しかし今私は同じ団塊の世代に語りかけたい。本当にそうであったのかと。気がついてみたら何も出来ずに、何もなそうとはせず、手に入れたそこそこの経済的豊かさに満足して終わろうとしているのではないのかと。
余生を安逸に過ごすことに専念するのもいい。しかし最後に一度ぐらい世の中の為に尽くすことを本気で考えてもいいのではないか。全学連闘争の真意は何であったのか。自分の為に騒いだだけだったのか。

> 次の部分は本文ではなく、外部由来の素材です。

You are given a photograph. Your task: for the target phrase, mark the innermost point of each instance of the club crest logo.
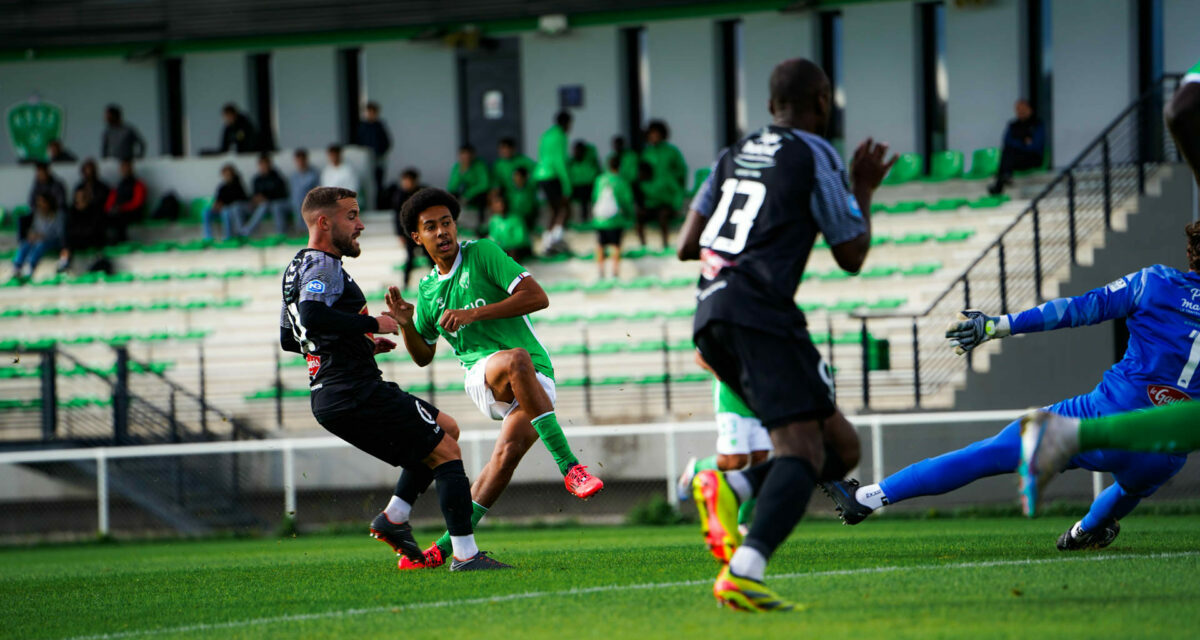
(31, 126)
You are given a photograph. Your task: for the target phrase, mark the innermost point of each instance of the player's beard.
(346, 245)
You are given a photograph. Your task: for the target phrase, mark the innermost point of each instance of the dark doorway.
(490, 95)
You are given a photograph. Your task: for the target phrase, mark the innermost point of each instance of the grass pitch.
(984, 578)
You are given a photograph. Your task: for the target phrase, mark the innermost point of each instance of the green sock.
(477, 513)
(546, 425)
(1170, 429)
(745, 512)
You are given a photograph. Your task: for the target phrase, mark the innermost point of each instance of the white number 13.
(742, 217)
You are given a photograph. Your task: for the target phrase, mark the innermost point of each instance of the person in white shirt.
(337, 173)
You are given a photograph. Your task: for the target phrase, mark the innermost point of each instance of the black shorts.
(552, 190)
(783, 378)
(611, 237)
(387, 423)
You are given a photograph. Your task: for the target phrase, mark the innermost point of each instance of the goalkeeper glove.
(973, 328)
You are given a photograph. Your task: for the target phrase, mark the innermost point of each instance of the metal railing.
(1041, 245)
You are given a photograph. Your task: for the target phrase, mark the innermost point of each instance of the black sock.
(454, 495)
(781, 502)
(413, 482)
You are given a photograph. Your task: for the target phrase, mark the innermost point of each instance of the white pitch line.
(603, 588)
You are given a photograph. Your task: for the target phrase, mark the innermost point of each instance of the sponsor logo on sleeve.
(1162, 395)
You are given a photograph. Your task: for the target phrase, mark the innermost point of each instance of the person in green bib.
(479, 300)
(612, 213)
(471, 180)
(667, 184)
(553, 179)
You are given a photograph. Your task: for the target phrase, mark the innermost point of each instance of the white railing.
(472, 443)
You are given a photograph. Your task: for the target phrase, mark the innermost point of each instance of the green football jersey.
(483, 274)
(726, 401)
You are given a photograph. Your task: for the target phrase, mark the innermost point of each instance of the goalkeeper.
(1157, 369)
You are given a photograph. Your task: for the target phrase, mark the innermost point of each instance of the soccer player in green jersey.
(479, 299)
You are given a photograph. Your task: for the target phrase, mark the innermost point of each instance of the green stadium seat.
(945, 166)
(906, 169)
(984, 163)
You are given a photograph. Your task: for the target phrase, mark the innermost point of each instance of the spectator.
(1025, 141)
(45, 234)
(125, 203)
(583, 168)
(669, 175)
(373, 135)
(85, 219)
(508, 161)
(553, 180)
(628, 159)
(505, 228)
(612, 211)
(304, 180)
(49, 185)
(337, 173)
(229, 202)
(269, 193)
(57, 153)
(120, 141)
(397, 195)
(469, 181)
(522, 197)
(239, 133)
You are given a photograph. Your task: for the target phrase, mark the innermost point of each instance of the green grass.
(885, 578)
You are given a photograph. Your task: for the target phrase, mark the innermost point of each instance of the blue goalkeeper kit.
(1162, 309)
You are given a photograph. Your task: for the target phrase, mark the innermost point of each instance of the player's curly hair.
(1193, 231)
(425, 199)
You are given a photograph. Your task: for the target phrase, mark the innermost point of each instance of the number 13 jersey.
(765, 202)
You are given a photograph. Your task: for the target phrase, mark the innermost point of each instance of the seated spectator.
(373, 135)
(508, 161)
(269, 193)
(523, 197)
(85, 217)
(583, 167)
(120, 141)
(49, 185)
(45, 235)
(229, 202)
(337, 173)
(57, 153)
(469, 181)
(125, 203)
(1025, 144)
(507, 229)
(612, 213)
(397, 195)
(665, 189)
(304, 180)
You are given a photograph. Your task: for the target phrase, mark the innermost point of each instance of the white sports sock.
(741, 485)
(397, 510)
(870, 496)
(748, 562)
(463, 546)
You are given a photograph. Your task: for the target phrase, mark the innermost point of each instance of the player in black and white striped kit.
(324, 317)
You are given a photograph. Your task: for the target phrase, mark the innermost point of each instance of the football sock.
(454, 495)
(870, 496)
(397, 510)
(477, 513)
(546, 425)
(781, 502)
(748, 562)
(1170, 429)
(947, 472)
(745, 512)
(465, 546)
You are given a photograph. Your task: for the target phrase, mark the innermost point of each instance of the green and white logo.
(31, 126)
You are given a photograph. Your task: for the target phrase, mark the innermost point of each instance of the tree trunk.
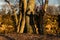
(30, 7)
(23, 21)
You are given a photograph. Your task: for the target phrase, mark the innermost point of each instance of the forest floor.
(17, 36)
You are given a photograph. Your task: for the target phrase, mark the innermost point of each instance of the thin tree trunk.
(31, 4)
(23, 21)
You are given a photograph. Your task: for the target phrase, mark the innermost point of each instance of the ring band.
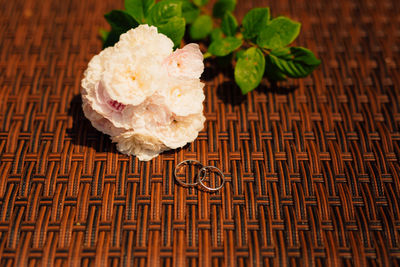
(202, 177)
(182, 182)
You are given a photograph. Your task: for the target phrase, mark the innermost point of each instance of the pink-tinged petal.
(186, 63)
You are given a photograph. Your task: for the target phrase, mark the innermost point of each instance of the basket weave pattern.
(312, 166)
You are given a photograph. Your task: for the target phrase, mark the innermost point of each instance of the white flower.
(186, 62)
(145, 96)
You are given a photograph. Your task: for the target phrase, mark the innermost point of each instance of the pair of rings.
(201, 175)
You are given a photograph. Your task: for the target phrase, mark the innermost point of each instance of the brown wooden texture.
(312, 166)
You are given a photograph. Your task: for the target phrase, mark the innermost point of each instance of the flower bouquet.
(149, 98)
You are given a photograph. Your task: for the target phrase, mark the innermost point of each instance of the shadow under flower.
(83, 133)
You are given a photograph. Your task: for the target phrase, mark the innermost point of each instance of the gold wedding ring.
(201, 175)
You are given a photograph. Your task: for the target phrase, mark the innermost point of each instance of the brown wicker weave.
(312, 166)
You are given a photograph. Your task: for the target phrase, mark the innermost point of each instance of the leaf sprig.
(259, 46)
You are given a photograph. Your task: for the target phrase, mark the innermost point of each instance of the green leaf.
(163, 11)
(200, 3)
(216, 34)
(249, 69)
(295, 62)
(272, 72)
(223, 6)
(189, 11)
(229, 24)
(174, 29)
(223, 47)
(120, 20)
(138, 8)
(254, 21)
(280, 32)
(201, 27)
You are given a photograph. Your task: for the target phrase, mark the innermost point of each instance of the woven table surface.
(312, 165)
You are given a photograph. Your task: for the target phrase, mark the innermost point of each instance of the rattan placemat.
(312, 165)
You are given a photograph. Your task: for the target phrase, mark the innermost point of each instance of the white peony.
(145, 96)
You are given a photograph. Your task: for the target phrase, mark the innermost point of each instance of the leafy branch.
(260, 44)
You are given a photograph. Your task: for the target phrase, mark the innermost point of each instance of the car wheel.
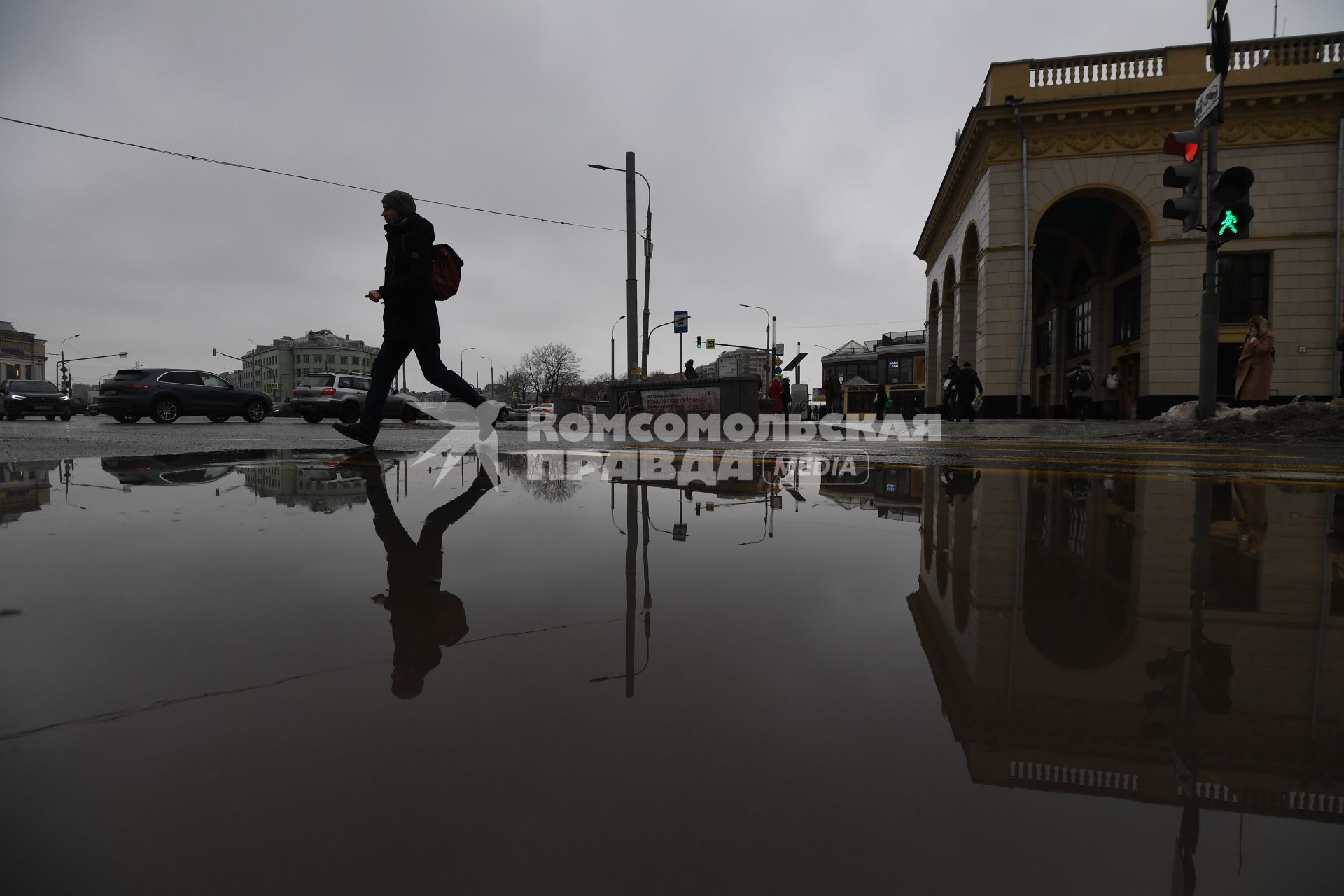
(164, 410)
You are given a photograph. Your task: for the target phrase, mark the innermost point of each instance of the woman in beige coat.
(1256, 365)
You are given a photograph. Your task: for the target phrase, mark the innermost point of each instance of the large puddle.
(288, 672)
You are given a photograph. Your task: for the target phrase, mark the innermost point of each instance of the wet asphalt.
(1098, 448)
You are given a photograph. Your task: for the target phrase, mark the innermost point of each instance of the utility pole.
(632, 286)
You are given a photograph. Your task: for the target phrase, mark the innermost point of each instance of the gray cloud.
(793, 150)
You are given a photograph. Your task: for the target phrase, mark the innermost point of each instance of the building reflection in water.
(1142, 638)
(24, 486)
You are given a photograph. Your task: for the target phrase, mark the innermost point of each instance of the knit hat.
(401, 202)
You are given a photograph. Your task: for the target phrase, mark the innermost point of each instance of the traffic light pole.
(1209, 312)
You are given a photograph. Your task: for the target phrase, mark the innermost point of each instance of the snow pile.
(1319, 422)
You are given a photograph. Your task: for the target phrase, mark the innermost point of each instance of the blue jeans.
(390, 358)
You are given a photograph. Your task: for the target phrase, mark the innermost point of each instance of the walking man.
(1081, 388)
(410, 320)
(967, 388)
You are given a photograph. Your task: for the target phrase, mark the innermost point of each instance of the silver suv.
(342, 396)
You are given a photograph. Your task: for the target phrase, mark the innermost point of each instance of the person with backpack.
(949, 388)
(410, 317)
(967, 387)
(1081, 388)
(1110, 397)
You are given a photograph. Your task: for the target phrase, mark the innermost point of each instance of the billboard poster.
(704, 399)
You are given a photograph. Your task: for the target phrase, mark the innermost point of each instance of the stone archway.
(1088, 251)
(946, 342)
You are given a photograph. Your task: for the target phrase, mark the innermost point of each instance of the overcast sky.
(793, 149)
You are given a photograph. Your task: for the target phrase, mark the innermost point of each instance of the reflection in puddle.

これほどまでに壊れてしまった日本の政治、これほどまでに米国に膝を屈した小泉自民党政権の誤りを変えようと努力することなく社会のお荷物のままで人生を終わっていくのであるとすればあまりにも悲しい。」
 
 という言葉で締めくくっている。

 彼らの言動に大きな影響を受けて来たと思われる私自身の彼らへの今の気持ちは、天木氏、金子氏の意見に全く同意で、現状の彼らに対しては、” 騙された ”、 ” 失望した ”、” 信用できない ”という全く否定的な評価、不信感しか持てない。そして、この天木氏の呼びかけが彼らの一部の人にでも届けばと思わずにはいられない。私は、彼らの中から出て来た代表的な文化人、芸能人などの底の浅さ、胡散臭さ、拝金主義、現状肯定主義、などの全てに失望している。

 ※ウクライナ戦についての記事をgooブログのほうに書きましたので、興味のある方はのぞいてみてください。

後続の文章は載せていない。